Costi della manodopera: stop ANAC all’aggiudicazione dell’Umberto I

L’istruttoria svolta dal Policlinico romano risulta incompleta e fondata su dati incerti.

Con la delibera n. 273 del 7 luglio 2026, ANAC ha esaminato la procedura per la fornitura in service di generatori a radiofrequenza e ultrasuoni. L’Autorità ha chiesto di annullare la verifica dell’anomalia e la successiva aggiudicazione.

La gara del Policlinico Umberto I

La procedura aperta era suddivisa in cinque lotti. Il parere riguarda il lotto 2, con una base d’asta pari a 504.000 euro. Il criterio scelto era quello dell’offerta economicamente più vantaggiosa.

L’operatore aggiudicatario aveva presentato un’offerta di 358.800 euro. Aveva inoltre dichiarato costi della manodopera pari a 145.739,88 euro.
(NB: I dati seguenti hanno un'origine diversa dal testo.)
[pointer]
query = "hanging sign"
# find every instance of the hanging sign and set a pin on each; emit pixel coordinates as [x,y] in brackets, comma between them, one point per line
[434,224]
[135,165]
Tale importo rappresentava il 40,62% dell’offerta. La stazione appaltante, invece, aveva stimato per il lotto costi del personale pari a soli 1.750 euro.

La notevole differenza richiedeva quindi una verifica particolarmente approfondita.

Costi della manodopera non coerenti

Durante la verifica dell’anomalia, l’impresa ha prodotto una relazione giustificativa. Nel documento, l’incidenza della manodopera era indicata nel 24,5% dell’offerta.

Il RUP ha ritenuto compatibili i due valori. Secondo la sua valutazione, le percentuali derivavano da basi di calcolo differenti. Pertanto, ha confermato la congruità dell’importo dichiarato nell’offerta.

Tuttavia, nel corso dell’istruttoria ANAC, lo stesso operatore ha fornito una spiegazione diversa. Ha dichiarato che l’importo iniziale derivava da una sovrastima erronea.

Il costo corretto sarebbe stato pari a 87.906 euro. Tale somma corrisponde al 24,5% dell’offerta. Non sarebbe stato quindi necessario applicare un diverso metodo di calcolo.

I rilievi formulati da ANAC

Per ANAC, la valutazione del RUP appare basata su un travisamento dei fatti. Manca anche una dimostrazione adeguata della compatibilità tra gli importi.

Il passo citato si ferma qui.